Since these were for our Ms Marvel menu, I made some very cute little lightning bolts for the outside of some of the samosas. I had no idea how they’d turn out – I’d made samosas before but this part was a pure experiment. I colored the dough for the lightning bolts yellow with turmeric which turned out to be wholly unnecessary as they got nice and toasty brown; they looked great regardless!
Chickpea, Carrot and Pea Samosas
Adapted from Jasmine in Her Hair by Huma Saddiqi
For the dough
- 2 cups flour
- 1/2 teaspoon salt
- 1/2 teaspoon nigella seeds (kalonji, or black seed)
- 2 tablespoons flavorless oil
- 1/4 cup warm water
Whisk together flour, salt, nigella seeds, and oil to sandy crumbs. Pour in water, and form into a ball. Knead on a floured surface until the dough is smooth and elastic, about 10 minutes. Set aside in a bowl covered with a damp towel.
For the filling
- 1 can chickpeas, drained and rinsed
- 1 large carrot, diced
- 1/2 cup peas
- 1-2 tablespoons flavorless oil
- 3 green onions, sliced, white and green divided
- 1 teaspoon cumin
- 1/2 teaspoon coriander
- 1/2 teaspoon red chili
- salt to taste
Bring a small pot of salted water to a boil. Add chickpeas and carrots and simmer until carrots are soft. Add peas and cook another minute, then drain and rinse with cold water.

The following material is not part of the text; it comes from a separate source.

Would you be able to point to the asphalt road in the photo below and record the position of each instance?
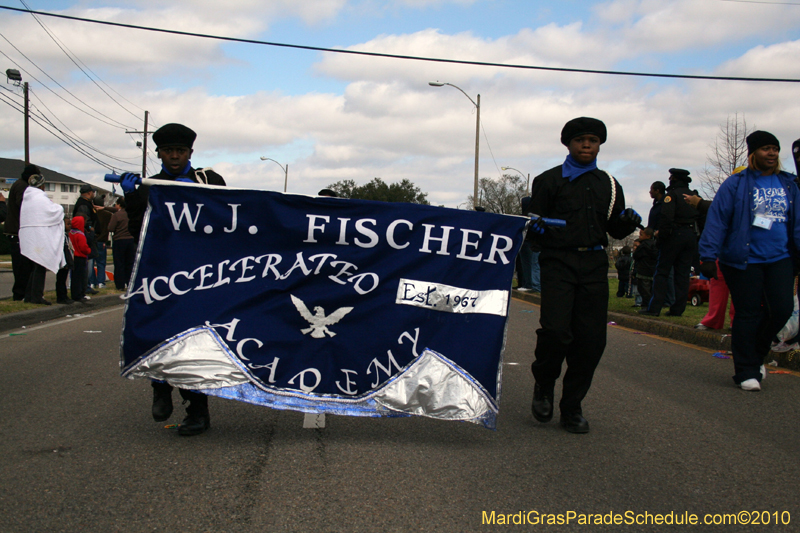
(670, 434)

Meanwhile, heat oil and gently saute the whites of the onions. Add cumin, coriander, and red chili and cook for a minute until fragrant. Add in the drained chickpeas, carrots, and peas and cook until mixture is fairly dry. Transfer to a food processor and pulse, scraping down the sides, until mixture is combined but not homogenous and still has lots of texture.
To assemble samosas
- Several inches of oil for frying
Heat oil on medium in a pot or wok (I like using a wok, you get more surface area and need less oil).
Optional, pinch off a piece of the dough to use for lightning bolts. I colored this with turmeric, but I’ll skip this step next time as it gets browned too much to tell. Divide remaining dough into 12 balls. Keep them on a plate covered with a damp towel so they don’t dry out while you work.
Roll each ball out to about 6 inches and slice down the center so you have two semicircles. Fold the sides of the semicircle to the center of the curved side to form a triangle, and seal with water. Hold the dough in your hand to make a cone, and fill with a spoon or two of the filling. Roll the open side together and seal with water. You can reshape your samosa to a triangle at this point. (And if this all sounds crazy, watch this video at about 9:30 for folding technique).
Fry in batches, turning, until golden brown. Drain on a paper towel-lined plate. Serve hot with green chutney, tamarind chutney, yogurt, or ketchup!